The bottom line is that it is extremely unlikely that consumers will take the time to figure out the likely forum and applicable law at the time they purchase a product. As a result, if personal jurisdiction is based on where manufacturers choose to locate their activities, manufacturers will have incentives to make locational decisions that select procedural and substantive law that favors them, as well as forums that are convenient for defendants but inconvenient for plaintiffs. Laws allowing consumers to sue only in the distributor’s state will lead manufacturers to hire distributors in states with the most pro-manufacturer “product liability laws and procedures, and, as a result, [manufacturers] would have insufficient incentives to design and manufacture safe products.” Rules favoring jurisdiction in the manufacturer’s home state or in the state of design or manufacture of the product are likely to produce similar results, as manufacturers either move or influence the laws where they already are.
Klerman argues that the most efficient rule allows suit where the product is sold to the consumer. He recognizes this rule might lead to a slight pro-plaintiff bias, but argues that this bias can be mitigated by defendant’s price adjustments and is the most likely to lead to optimal product liability laws.
In reaching this conclusion, Klerman examines a number of underlying questions, including whether manufacturers would be responsive to these rules and adjust their prices accordingly, how manufacturers could deal with the problem of cross-jurisdictional arbitrage, and the effect of manufacturers producing products for national or international markets, not individual states. To each of these concerns he provides a sustained analysis and a persuasive answer. For example, he argues that a rule requiring foreign manufacturers to submit to jurisdiction in any state in which their products are sold will prevent them from insulating themselves against liability by choosing distributors in states with sub-optimal product liability laws and discourage domestic manufacturers from relocating in order to avoid liability. He notes that cross-jurisdictional arbitrage is unlikely to be a problem because most people outside the northeast are unlikely to travel to a different state in order to purchase a product and because price differentials are likely to be small. If this is a problem, he suggests a rule permitting jurisdiction in the place where the plaintiff resided at the time of purchase. Finally, he argues that states are unlikely to take advantage of product standardization to eliminate product liability altogether (ultimately leading to national under-regulation) because manufacturers will not reduce prices so much to make this tactic worthwhile for citizens.

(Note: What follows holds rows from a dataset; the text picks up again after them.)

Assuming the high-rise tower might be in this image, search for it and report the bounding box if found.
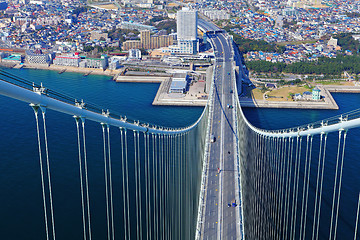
[177,7,198,54]
[177,7,198,41]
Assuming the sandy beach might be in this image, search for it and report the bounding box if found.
[21,63,122,77]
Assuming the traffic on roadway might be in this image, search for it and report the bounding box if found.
[198,19,242,240]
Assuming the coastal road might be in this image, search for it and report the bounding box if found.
[199,20,241,240]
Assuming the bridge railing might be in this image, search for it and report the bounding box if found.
[0,69,209,135]
[231,34,360,239]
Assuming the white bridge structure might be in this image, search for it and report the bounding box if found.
[0,19,360,240]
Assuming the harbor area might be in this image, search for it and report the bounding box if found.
[115,71,209,107]
[152,77,207,106]
[241,81,360,110]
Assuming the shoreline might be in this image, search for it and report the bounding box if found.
[21,63,121,77]
[4,63,360,108]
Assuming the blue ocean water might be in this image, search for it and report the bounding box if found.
[243,94,360,239]
[0,68,203,239]
[0,67,359,239]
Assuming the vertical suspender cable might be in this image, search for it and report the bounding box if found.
[147,133,152,240]
[293,136,303,239]
[300,135,310,240]
[262,136,268,239]
[170,135,174,239]
[134,130,140,240]
[278,137,287,240]
[159,134,164,240]
[354,192,360,240]
[163,134,167,240]
[106,126,115,240]
[277,137,283,238]
[329,130,343,240]
[124,129,131,240]
[302,135,313,240]
[285,137,294,239]
[315,133,328,240]
[137,131,143,240]
[120,128,128,240]
[75,117,87,240]
[312,133,324,240]
[82,119,92,240]
[262,136,267,239]
[186,132,190,240]
[281,137,289,240]
[275,137,283,238]
[273,137,280,238]
[333,130,347,240]
[270,137,276,239]
[166,135,170,240]
[260,135,265,238]
[41,108,56,240]
[255,134,261,238]
[178,134,182,240]
[152,134,157,240]
[102,124,110,240]
[144,133,149,240]
[165,135,169,240]
[290,136,300,240]
[255,134,260,237]
[32,105,50,240]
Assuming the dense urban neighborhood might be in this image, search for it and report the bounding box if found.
[0,0,359,71]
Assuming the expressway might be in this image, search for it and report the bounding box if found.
[198,20,241,240]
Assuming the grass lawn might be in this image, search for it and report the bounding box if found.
[267,86,311,101]
[251,88,264,100]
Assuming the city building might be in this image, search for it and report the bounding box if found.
[122,40,142,51]
[202,10,230,20]
[169,72,188,93]
[312,87,321,100]
[53,53,81,67]
[108,57,122,70]
[90,31,109,41]
[25,50,52,65]
[128,49,142,60]
[176,8,198,54]
[122,30,174,51]
[2,54,23,64]
[120,21,157,33]
[79,55,108,70]
[177,8,197,41]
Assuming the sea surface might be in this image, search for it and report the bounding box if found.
[0,67,359,239]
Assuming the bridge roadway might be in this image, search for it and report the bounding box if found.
[199,20,240,240]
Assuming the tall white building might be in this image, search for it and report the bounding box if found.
[177,8,198,40]
[177,8,198,54]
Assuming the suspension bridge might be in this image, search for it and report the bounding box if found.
[0,19,360,240]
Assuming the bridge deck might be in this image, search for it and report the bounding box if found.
[201,31,240,240]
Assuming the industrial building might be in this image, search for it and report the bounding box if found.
[53,53,81,67]
[25,50,52,65]
[169,72,188,93]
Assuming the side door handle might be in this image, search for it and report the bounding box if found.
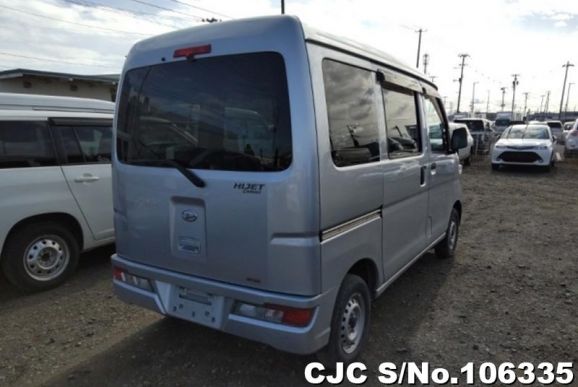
[420,165,427,186]
[74,174,100,183]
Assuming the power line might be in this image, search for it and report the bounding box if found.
[165,0,232,19]
[0,4,149,36]
[63,0,183,30]
[0,51,117,69]
[127,0,205,21]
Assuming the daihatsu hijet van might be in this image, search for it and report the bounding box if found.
[112,15,468,363]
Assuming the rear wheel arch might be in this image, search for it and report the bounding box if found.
[1,213,84,259]
[346,258,379,299]
[453,201,462,220]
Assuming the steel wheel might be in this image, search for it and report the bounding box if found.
[339,292,366,354]
[23,235,70,282]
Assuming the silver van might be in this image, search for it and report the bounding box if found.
[112,16,468,363]
[0,93,114,292]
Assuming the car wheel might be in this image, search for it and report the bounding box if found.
[317,274,371,366]
[1,222,79,292]
[435,208,460,259]
[464,154,471,166]
[491,163,500,171]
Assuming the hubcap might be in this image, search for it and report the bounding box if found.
[23,235,69,282]
[340,293,366,354]
[448,220,458,251]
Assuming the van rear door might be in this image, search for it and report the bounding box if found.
[114,51,319,295]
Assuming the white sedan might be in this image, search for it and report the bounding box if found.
[491,124,556,171]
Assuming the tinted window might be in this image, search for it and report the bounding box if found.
[117,52,292,172]
[382,87,420,157]
[59,126,112,164]
[323,60,380,167]
[0,121,56,168]
[424,97,447,152]
[455,119,484,131]
[494,119,510,127]
[547,122,562,129]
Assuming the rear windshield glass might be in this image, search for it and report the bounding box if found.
[117,52,292,172]
[547,122,562,129]
[495,119,510,126]
[455,119,484,131]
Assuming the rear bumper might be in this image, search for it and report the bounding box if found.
[111,254,336,355]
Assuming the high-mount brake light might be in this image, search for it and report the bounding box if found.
[173,44,212,59]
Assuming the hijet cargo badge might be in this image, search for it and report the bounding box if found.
[233,183,265,194]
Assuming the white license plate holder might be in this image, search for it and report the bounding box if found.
[169,286,224,328]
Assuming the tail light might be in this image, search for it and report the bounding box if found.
[233,302,314,327]
[113,266,153,291]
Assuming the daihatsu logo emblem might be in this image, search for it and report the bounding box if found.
[181,210,198,223]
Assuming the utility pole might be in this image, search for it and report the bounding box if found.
[281,0,285,14]
[522,92,529,118]
[430,75,437,83]
[511,74,519,115]
[470,81,478,115]
[423,53,429,74]
[544,90,551,118]
[565,82,574,116]
[456,53,469,113]
[538,95,545,119]
[443,96,448,108]
[559,61,574,120]
[415,29,426,68]
[500,87,507,111]
[486,89,490,113]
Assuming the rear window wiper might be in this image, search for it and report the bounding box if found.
[131,159,206,188]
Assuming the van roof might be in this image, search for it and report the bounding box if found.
[0,109,113,121]
[127,15,435,90]
[0,92,115,113]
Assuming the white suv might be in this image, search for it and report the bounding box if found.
[0,94,114,292]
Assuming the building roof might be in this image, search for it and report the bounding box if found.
[0,68,119,84]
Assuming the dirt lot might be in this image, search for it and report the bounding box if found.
[1,158,577,387]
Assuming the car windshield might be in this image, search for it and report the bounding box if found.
[495,118,510,126]
[116,52,292,172]
[454,119,484,131]
[503,126,549,139]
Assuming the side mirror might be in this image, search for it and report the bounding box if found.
[451,127,468,152]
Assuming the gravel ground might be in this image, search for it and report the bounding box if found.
[0,157,577,387]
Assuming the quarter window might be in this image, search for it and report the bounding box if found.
[382,87,420,158]
[0,121,57,168]
[323,60,380,167]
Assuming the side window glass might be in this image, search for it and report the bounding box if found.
[0,121,56,168]
[323,59,380,167]
[424,98,447,153]
[59,127,85,164]
[382,87,420,158]
[76,126,112,163]
[59,126,112,164]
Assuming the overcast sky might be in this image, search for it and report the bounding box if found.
[0,0,577,114]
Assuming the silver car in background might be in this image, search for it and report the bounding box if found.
[111,15,468,363]
[0,93,114,292]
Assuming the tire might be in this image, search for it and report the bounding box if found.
[491,163,500,171]
[464,155,471,166]
[317,274,371,366]
[1,222,79,292]
[435,208,460,259]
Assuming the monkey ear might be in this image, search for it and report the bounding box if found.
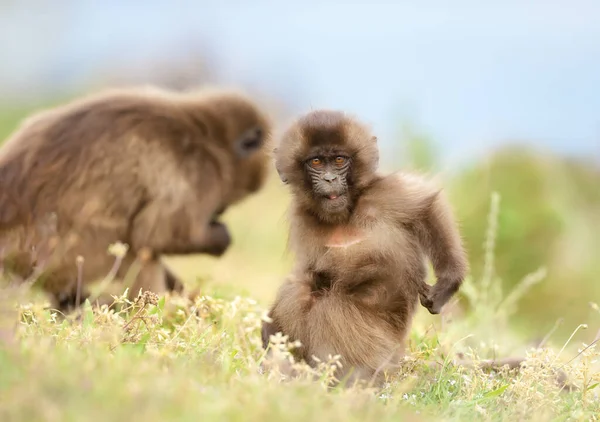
[275,163,288,184]
[276,168,288,184]
[236,127,264,158]
[272,147,288,184]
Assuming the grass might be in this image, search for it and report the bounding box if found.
[0,176,599,421]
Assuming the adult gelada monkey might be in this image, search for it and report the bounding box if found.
[0,86,272,311]
[261,110,468,385]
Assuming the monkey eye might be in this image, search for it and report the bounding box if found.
[235,127,263,158]
[310,158,323,168]
[334,156,347,166]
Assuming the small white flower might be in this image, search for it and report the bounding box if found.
[107,241,129,258]
[261,311,273,323]
[475,404,487,415]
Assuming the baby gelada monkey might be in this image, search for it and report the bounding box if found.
[262,110,468,386]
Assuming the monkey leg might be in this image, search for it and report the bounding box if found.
[308,294,409,383]
[263,275,317,364]
[31,267,91,314]
[113,247,185,297]
[1,250,36,280]
[139,248,185,293]
[164,266,185,293]
[118,255,169,301]
[261,310,284,349]
[52,288,91,314]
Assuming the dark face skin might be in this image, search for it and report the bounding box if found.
[276,110,379,224]
[304,148,353,215]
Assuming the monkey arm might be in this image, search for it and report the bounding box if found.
[129,199,231,256]
[414,192,468,314]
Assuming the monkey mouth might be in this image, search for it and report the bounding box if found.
[322,192,346,201]
[315,190,348,208]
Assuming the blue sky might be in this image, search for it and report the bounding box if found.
[1,0,599,166]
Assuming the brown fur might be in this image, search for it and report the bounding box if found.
[0,86,272,311]
[262,110,468,386]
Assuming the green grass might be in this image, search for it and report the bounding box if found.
[0,176,598,421]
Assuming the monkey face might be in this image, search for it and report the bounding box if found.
[234,125,270,192]
[275,110,379,222]
[199,91,272,206]
[226,124,271,205]
[205,90,271,162]
[304,150,353,213]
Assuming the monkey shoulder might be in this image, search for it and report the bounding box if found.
[66,92,202,150]
[359,172,441,223]
[2,91,217,184]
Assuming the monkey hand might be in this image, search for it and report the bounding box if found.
[418,284,437,313]
[211,206,227,222]
[202,221,231,256]
[421,279,460,315]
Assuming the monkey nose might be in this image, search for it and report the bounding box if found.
[323,173,338,182]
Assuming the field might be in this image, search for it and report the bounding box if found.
[1,171,599,422]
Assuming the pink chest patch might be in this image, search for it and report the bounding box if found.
[325,226,366,248]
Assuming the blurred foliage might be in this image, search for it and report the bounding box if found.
[390,120,439,172]
[0,107,32,141]
[450,147,599,338]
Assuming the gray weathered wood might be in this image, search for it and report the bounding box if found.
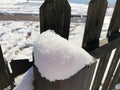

Even if you do not ultimately agree with Klerman’s underlying supposition that product liability laws are useful and necessary to regulate product safety (he builds on the work of others), his economic analysis of personal jurisdiction is important because it lays the foundation for healing the doctrine. As he writes at the end of the piece, his mode of analysis is novel because “[i]nstead of focusing on defendants’ contacts or intentions, it focuses on real world consequences.” That focus may be just the cure for a personal jurisdiction doctrine suffering from a mixture of legal fictions, formalism, and factoritis.